The factors that measure how much commodity production affects species loss vary dramatically from country to country: in tropical regions, where ecosystems are richer and more fragile, the same converted hectare generates a much higher impact than in other areas of the world. It is precisely this strong heterogeneity—and the regulatory risk that comes with it—that the market has begun to price in. “Biodiversity is local, not fungible,” Guidolin points out. “This is why the transition risk on these assets is harder to manage: compensating elsewhere is not enough, and the markets understand this.”
The surprise on futures
Guidolin and Pedio’s study also studies the agricultural futures market. Here, the biodiversity risk premium is not statistically or economically significant. But this is due to a technical reason, not because there is no risk. Futures, in fact, mainly reflect convenience yield and hedging balances, while biodiversity risk — as shown by the theoretical model — is mainly “offloaded” onto spot prices.
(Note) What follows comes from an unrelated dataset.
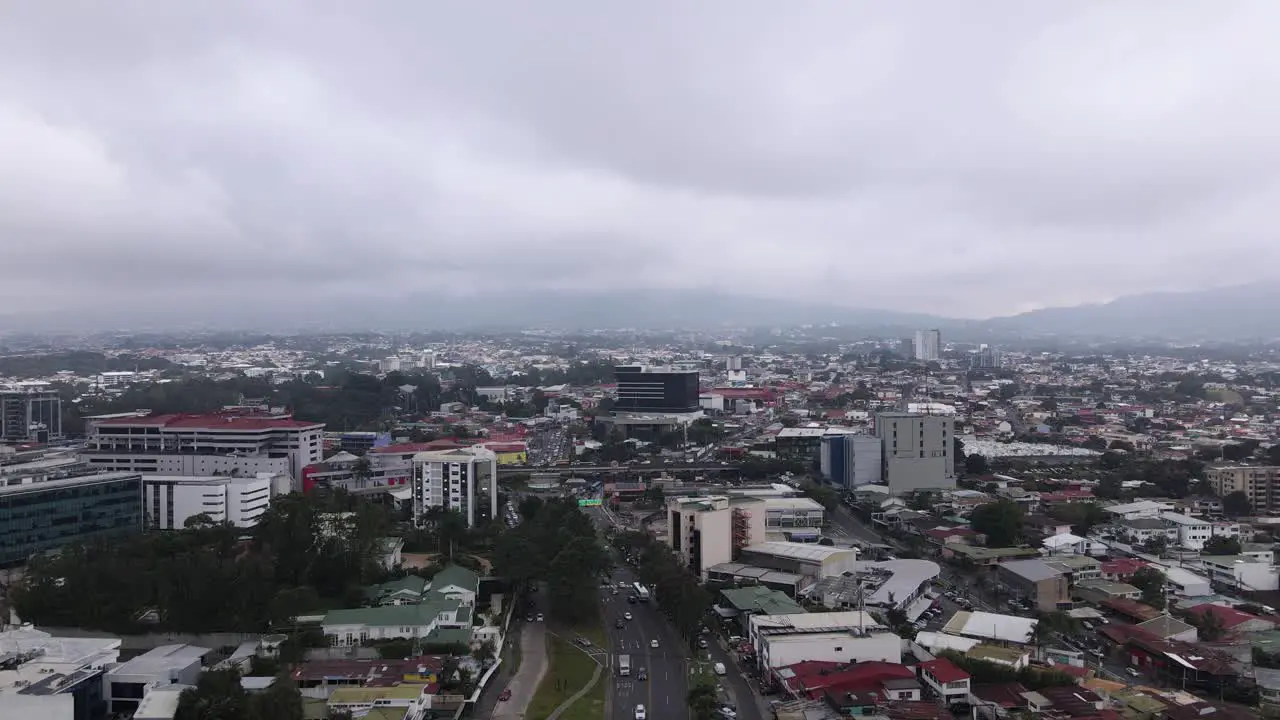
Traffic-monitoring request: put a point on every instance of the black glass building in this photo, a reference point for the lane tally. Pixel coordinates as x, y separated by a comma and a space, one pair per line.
656, 390
44, 515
Biodiversity as a systemic risk factor
These results are confirmed when we look at systemic risk: using a composite indicator of global biodiversity (constructed by WWF-LPI and IUCN-RLI), the authors document that commodities most sensitive to biodiversity loss shocks
- earn more in the long term,
- generate an average annualized abnormal return of 5.4% in a long/short strategy.
This further supports the idea that nature risk is no longer an invisible externality: it is a market risk factor. “Finance can no longer ignore biodiversity,” concludes Guidolin. “Those with exposure to assets that depend on fragile ecosystems need to know that they are taking on a real risk, with a direct impact on long-term returns.”
The paper’s final message is quite evident: the ecological transition is not just about emissions and carbon pricing. Biodiversity is set to become the new frontier of regulation — and the market is anticipating this.